On 24 July 2014, Anscombe moved to the UK to sign for Welsh region Cardiff Blues on a long-term deal as he is Wales qualified through his mother. On 15 August 2019, Anscombe signed for regional rivals Ospreys after making the switch from Cardiff.

Anscombe left Ospreys at the end of the 2022-23 season as he moved to Japan to join Tokyo Sungoliath in the Top League competition for the 2023-24 season. However, his registration for the Japanese club was cancelled after suffering a groin injury which required surgery.

On 12 March 2024, Anscombe returned to the UK, signing for Gloucester in the English Premiership for the 2024-25 season.

On 7 May 2025, after a season in the Premiership, Anscombe would move to France to sign for Bayonne in the Top 14 for the 2025-26 season.

On July 28th 2026, after spending a season in France with Bayonne. It was announced that Gareth would be returning to Wales to play for the Scarlets for the 2026-2027 URC Season.

==International career==

=== New Zealand ===

Anscombe represented New Zealand at under-20 level; he started at first-five when New Zealand won the competition now known as the World Rugby Under 20 Championship in 2011. However, he was not tied to New Zealand at senior level; only an appearance for the All Blacks themselves, or the country's official second-level side, the Junior All Blacks, would have tied him to that country.

===Wales===

In April 2014, a report in Cardiff's Western Mail indicated that Wales head coach Warren Gatland was seriously considering fast-tracking Anscombe into that country's international set-up, and that the Cardiff Blues of Pro12 were set to offer him a contract starting with the 2014–15 Northern Hemisphere season. Anscombe qualifies for Wales through his Cardiff-born mother.

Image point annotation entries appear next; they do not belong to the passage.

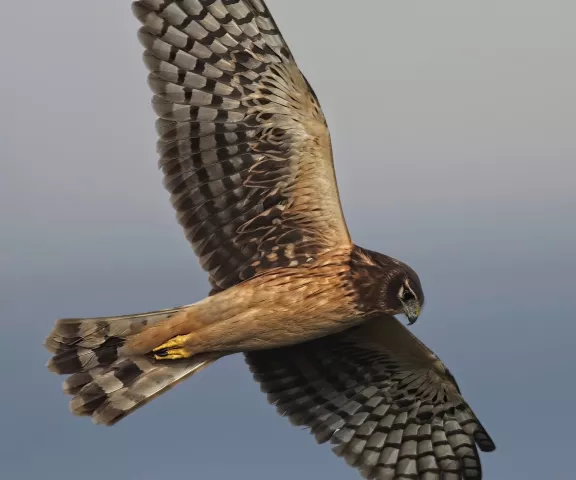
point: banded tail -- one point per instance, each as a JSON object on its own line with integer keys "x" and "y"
{"x": 104, "y": 383}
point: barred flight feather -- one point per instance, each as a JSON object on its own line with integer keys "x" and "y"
{"x": 391, "y": 410}
{"x": 104, "y": 383}
{"x": 243, "y": 143}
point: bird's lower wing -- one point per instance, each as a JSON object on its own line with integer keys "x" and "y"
{"x": 384, "y": 399}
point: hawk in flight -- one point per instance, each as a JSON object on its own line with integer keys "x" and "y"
{"x": 246, "y": 156}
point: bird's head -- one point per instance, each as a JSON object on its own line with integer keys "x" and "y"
{"x": 402, "y": 293}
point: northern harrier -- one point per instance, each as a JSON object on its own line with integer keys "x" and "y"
{"x": 246, "y": 156}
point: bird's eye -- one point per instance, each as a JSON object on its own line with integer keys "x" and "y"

On 20 January 2015, Anscombe was named in the 34-man Wales squad for the 2015 Six Nations Championship. He made his full international debut for Wales versus Ireland on 8 August 2015 as a second-half replacement.

On Saturday 16 March 2019, Anscombe was named Guinness Man of the Match having scored 20 points in Wales's 25-7 Grand Slam-winning victory over Ireland at the Principality Stadium.